I plan to tackle plugging KBG over a period. If you have sod rolls ready you can probably cover 500sqft in an hour or so depending on how tight you plug. To your point of 11 ksf, that's a different story. If I were you I'd either just bite the bullet and reno or plug over a few years in the worst areas.


----------



## jephil08 (Aug 3, 2020)

By the way, @Kaba, looking back over your lawn journal I would have considered yours a success  . Do you consider yours more of a full renovation than an overseed? Or is it just the ratio of PRG that you have to KBG? Some prior research in seed mix selection has shown that using over 20% PRG may make it difficult for KBG to get a foothold early on.

https://turf.purdue.edu/how-much-perennial-ryegrass-kentucky-bluegrass-in-a-mix-3/

I completely realize I'm fighting a potentially losing battle with this one, hence my questions on tenacity and duration. The more I read over the label, the more I believe my best bet may be to continue mowing shorter (every 3-4 days now leading up to spraying), then scalp and spray as close to seed down as possible. I was originally thinking I would spray first, wait 3-4 days, then scalp, but I may be better off spraying as close to seed down as possible since I only have one shot ad this (can't spray again until after 2-4 mowings or 4 weeks post-emergence).

(You replied before I could finish my post.  )


----------



## jcs43920 (Jun 3, 2019)

Heck if you want to stunt the fine fescue, just put 2lb of nitrogen down in the summer and let it get brown patch lol!

Seriously though, I would keep scalping it, cut off all water and that sun this time of year should stunt the heck out it. Then I would ariate, dethatch, top dress then overseed with like 4lbs per 1,000 of blue. Pre germinate half of it to get faster germinate then the other half don't pregerminate. Doing this should stagger the germination times and prevent overcrowding the seed. Then just water it barely enough to constantly keep it moist.

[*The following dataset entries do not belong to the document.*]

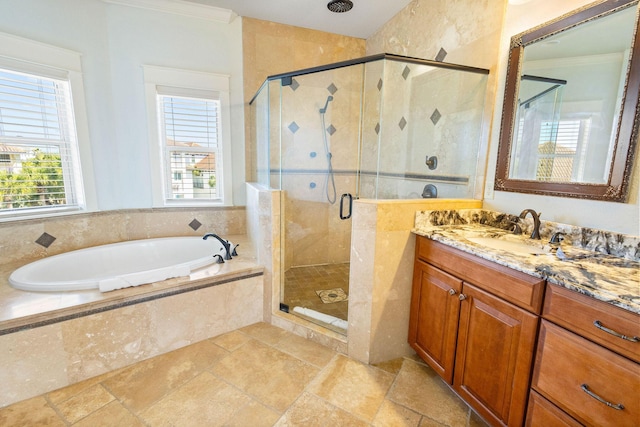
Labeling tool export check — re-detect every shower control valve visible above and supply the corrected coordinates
[424,155,438,170]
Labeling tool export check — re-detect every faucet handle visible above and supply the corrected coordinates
[509,221,522,234]
[549,231,565,245]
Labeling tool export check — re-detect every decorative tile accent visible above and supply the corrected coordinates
[36,233,56,248]
[402,65,411,80]
[289,122,300,133]
[436,48,447,62]
[430,108,442,126]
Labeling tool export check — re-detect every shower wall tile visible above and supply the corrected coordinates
[242,17,365,182]
[366,0,507,198]
[348,200,384,363]
[367,0,506,69]
[0,277,263,407]
[0,207,246,264]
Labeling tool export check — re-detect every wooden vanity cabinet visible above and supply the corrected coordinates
[409,237,544,426]
[527,285,640,427]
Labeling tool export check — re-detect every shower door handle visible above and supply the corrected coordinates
[340,193,353,219]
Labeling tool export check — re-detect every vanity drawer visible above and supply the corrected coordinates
[542,285,640,362]
[532,320,640,427]
[524,390,582,427]
[416,236,544,314]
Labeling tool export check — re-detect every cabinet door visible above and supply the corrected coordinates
[453,283,538,426]
[409,261,462,384]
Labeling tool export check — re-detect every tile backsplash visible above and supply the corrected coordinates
[415,209,640,261]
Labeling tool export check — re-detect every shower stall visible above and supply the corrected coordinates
[250,54,488,334]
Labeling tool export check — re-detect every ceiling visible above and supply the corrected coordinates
[184,0,411,39]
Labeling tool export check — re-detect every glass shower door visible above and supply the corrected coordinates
[280,65,362,333]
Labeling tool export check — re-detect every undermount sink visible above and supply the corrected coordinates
[467,237,546,255]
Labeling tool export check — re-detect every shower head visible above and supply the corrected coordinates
[327,0,353,13]
[320,95,333,114]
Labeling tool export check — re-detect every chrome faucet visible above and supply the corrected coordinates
[520,209,541,240]
[202,233,235,260]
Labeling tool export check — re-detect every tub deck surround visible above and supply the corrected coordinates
[0,236,264,335]
[413,209,640,314]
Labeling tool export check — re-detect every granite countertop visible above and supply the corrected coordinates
[413,210,640,314]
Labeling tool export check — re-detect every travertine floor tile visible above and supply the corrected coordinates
[46,369,121,404]
[140,372,251,427]
[210,331,251,351]
[225,400,280,427]
[373,357,404,375]
[73,402,144,427]
[388,359,469,427]
[0,396,66,427]
[308,354,394,422]
[274,334,336,368]
[373,400,422,427]
[274,393,369,427]
[239,322,290,345]
[55,384,115,423]
[212,340,319,412]
[104,341,228,413]
[469,411,489,427]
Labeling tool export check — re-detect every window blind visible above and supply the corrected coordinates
[0,69,79,213]
[158,93,222,200]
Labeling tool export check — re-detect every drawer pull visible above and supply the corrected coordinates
[580,384,624,411]
[593,320,640,342]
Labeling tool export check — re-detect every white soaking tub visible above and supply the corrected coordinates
[9,237,233,292]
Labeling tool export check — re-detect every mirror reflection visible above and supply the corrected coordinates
[508,3,637,184]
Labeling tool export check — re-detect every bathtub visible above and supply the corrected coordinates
[9,237,225,292]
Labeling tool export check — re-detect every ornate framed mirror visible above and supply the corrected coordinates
[494,0,640,202]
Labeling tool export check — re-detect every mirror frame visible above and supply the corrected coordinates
[494,0,640,202]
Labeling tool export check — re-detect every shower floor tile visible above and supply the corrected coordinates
[282,262,349,320]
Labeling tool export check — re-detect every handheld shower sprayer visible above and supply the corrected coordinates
[320,95,333,114]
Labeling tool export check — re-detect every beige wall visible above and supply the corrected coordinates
[367,0,640,235]
[242,18,365,182]
[0,207,246,264]
[366,0,506,206]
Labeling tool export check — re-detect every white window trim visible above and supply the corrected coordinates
[0,32,98,222]
[143,65,233,207]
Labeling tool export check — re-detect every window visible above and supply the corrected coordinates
[0,68,81,213]
[536,119,591,182]
[144,66,232,206]
[157,88,221,200]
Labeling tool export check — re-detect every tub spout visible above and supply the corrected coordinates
[202,233,231,260]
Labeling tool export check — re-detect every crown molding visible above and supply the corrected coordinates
[102,0,238,24]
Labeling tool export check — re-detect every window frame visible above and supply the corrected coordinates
[143,65,232,207]
[0,32,98,222]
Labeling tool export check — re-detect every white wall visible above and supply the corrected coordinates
[0,0,245,210]
[484,0,640,235]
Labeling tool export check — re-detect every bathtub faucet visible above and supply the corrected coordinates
[202,233,231,260]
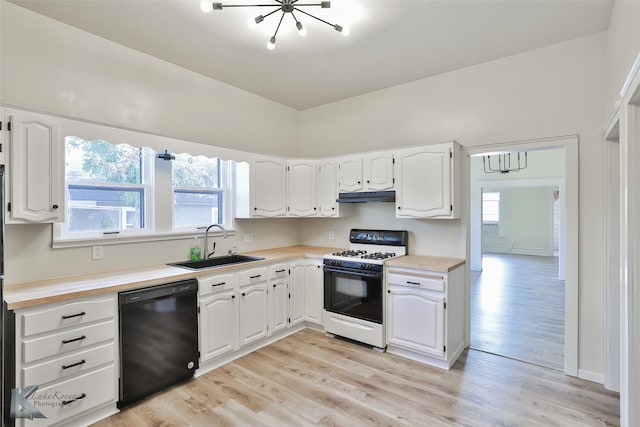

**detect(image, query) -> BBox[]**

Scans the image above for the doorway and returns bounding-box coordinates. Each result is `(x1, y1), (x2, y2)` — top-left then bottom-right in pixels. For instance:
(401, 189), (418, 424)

By the way if you think that it would fail the. Just get a top notch perennial rye blend and do that. Some of the new ryes have great color just like the elite bluegrass types. You'll get much much better results and it will be faster than Bluegrass.


----------



## BrainBailey (Nov 20, 2019)

I have a similar problem and just went through this myself. My lawn had a small mix of KBG and PRG, but was dominated by FF and was always thin and whispy :roll: . I will be power seeding in the next three weeks with some high quality KBG. However, I just finished a retaining wall and was entirely replanting certain areas of my yard, so I figured I'd also top dress the existing areas and overseed with the hope of getting more KBG to stick. Order of operations:

1. Entirely scalped my lawn as low as I could take it. The entire thing became all yellow/brown. I almost thought I killed it entirely. Also, I hadn't mowed in 2+ weeks and it was the height of summer. It REALLY got shocked.
2. Spread humic acid.
3. Spread milorganite.
4. Spread hydretain.
5. Watered in and sat overnight. I think hydretain needs to be watered in but can't remember. Probably should have read the label.
6. Spread seed.
7. Spread Scott's new lawn fert with weed control (mesotrione/tenacity).
8. Covered with peat moss.
9. Spread erosion control rated tackifier (far more sticky than box store stuff).
10. Watered 3X day, religiously.

At this point, I'm 13 days from seed down and trying to figure out if I should mow. Convention says no, but my KBG/Ry mix is already 3-4 inches tall and thickening well. The lawn has also taken on a noticeably darker tint as the existing KBG/Ry seem to have weathered the storm far better than the existing FF. Based on this, I would say go as low as you can and really stress out the FF. In my scenario, the stand I had did not bode near as well as the KBG and Ry, which I did not anticipate, but am very pleased about. Additionally, consider adding peat moss. I had some areas where I didn't because there was already a lot of existing turf. Those areas are coming in as well, but far more slowly. The peat moss made a big difference for me, even over areas with existing turf.

Two other variables:

I hit the jackpot two days after seed down and we hit a summer cold streak with a couple of rain spells. This was PREFECT growing conditions. I know you can't control this, but it's still important to note.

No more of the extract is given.